ALEA claims that the award violates international public order since it ruled on the violation of article 9 of the CPC despite the total lack of evidence of certain elements necessary for the success of ICD’s claims. ALEA argues that the arbitral tribunal found that ICD failed to provide ‘documents necessary for the proof’ but did not draw the mandatory consequences of this finding, in particular with regard to the amount to be allocated to the reinsurance accounts for each treaty in respect of premiums, claims paid or to be paid and recoveries to be made.

It adds that there is also a lack of evidence and a violation of international public policy with regard to the legal costs exposed by the judicial liquidation since the arbitral tribunal again notes that ‘the expenses invoked by ICD are neither justified for the liquidation unit nor for the legal costs’. ALEA emphasizes that exhibit n°16 communicated in the arbitration is not a proof but a presentation of the claims.

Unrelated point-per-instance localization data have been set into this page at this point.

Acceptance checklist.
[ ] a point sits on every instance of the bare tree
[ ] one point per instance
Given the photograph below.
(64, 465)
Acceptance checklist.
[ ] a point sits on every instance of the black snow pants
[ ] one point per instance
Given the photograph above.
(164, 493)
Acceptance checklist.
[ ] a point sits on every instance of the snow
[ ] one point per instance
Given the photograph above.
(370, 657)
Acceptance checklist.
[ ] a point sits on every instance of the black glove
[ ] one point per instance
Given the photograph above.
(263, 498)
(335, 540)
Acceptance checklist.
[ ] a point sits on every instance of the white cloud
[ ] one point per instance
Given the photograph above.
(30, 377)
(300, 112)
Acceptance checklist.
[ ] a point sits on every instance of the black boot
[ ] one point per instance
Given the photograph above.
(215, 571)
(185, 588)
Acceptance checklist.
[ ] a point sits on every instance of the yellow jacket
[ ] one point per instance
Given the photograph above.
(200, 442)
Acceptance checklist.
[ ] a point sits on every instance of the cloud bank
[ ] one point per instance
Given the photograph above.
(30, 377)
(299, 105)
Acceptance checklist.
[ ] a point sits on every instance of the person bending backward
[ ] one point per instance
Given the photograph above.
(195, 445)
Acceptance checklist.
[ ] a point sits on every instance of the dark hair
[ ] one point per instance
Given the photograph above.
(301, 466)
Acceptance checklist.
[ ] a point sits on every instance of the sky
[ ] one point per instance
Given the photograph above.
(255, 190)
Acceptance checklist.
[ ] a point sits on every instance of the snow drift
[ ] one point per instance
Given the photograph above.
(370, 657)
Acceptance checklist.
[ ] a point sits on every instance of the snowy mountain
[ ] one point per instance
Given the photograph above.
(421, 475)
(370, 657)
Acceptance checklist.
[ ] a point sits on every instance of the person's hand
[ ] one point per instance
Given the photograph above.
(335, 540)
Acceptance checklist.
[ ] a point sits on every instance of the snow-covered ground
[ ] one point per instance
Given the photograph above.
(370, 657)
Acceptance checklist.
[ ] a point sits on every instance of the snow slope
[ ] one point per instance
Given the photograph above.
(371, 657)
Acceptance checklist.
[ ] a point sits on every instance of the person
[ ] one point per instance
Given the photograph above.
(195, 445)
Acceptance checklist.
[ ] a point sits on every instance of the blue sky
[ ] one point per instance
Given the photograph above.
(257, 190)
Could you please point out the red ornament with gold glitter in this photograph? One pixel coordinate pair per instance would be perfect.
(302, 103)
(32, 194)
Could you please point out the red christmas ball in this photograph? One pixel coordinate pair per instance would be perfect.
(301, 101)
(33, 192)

Whereas, however, in doing so ALEA does not demonstrate a flagrant, effective and concrete violation of procedural public policy, whereas the arbitral tribunal whose mission was in particular to validate, evaluate or research the methodology allowing a fair determination of the balances of the reinsurance accounts, in no way said that the liquidator’s failure to provide proof was total, but only pointed out that the accounts presented for the year 2000 were neither certified nor fully justified, that there were errors and approximations in many areas and that it was necessary, in accordance with his mission, to reconstitute the balance of the treaties;

Whereas, similarly, with regard to the legal costs incurred by the judicial liquidation, the arbitral tribunal estimating, in view of the statement communicated by Mr. Y, that ‘the nature of the management, because of the liquidation and the more complex follow-up of the claims, generated an important charge of fees which partly benefited the reinsurer’, did not rule in the absence of any evidence;

Whereas in reality ALEA invites the court to investigate whether the elements produced could be received as evidence and therefore to revise the award on the merits, which is forbidden to the judge of the annulment;

Whereas the ground is dismissed;

On the request for damages for abusive procedure:

Whereas Me Y in his quality does not establish that ALEA has filed his appeal, to which it is moreover partially granted, by malice, intention to harm or error equipollent to the fraud;

Whereas his request is dismissed;

On requests under Article 700 of the CPC:

Whereas equity does not require that these requests be granted; that ALEA, who succumbs for the most part, bears the costs;

FOR THESE REASONS:

ANNULS the award of 29 April 2008 in respect to its ruling regarding the reinsurance treaty 20115;

DISMISSES the action for annulment for the surplus;

DISMISSES all other requests;

CONDEMNS the company ALEA EUROPE Ltd to the costs and admits the SCP Petit Lesénéchal, avowed, for the benefit of article 699 of the CPC.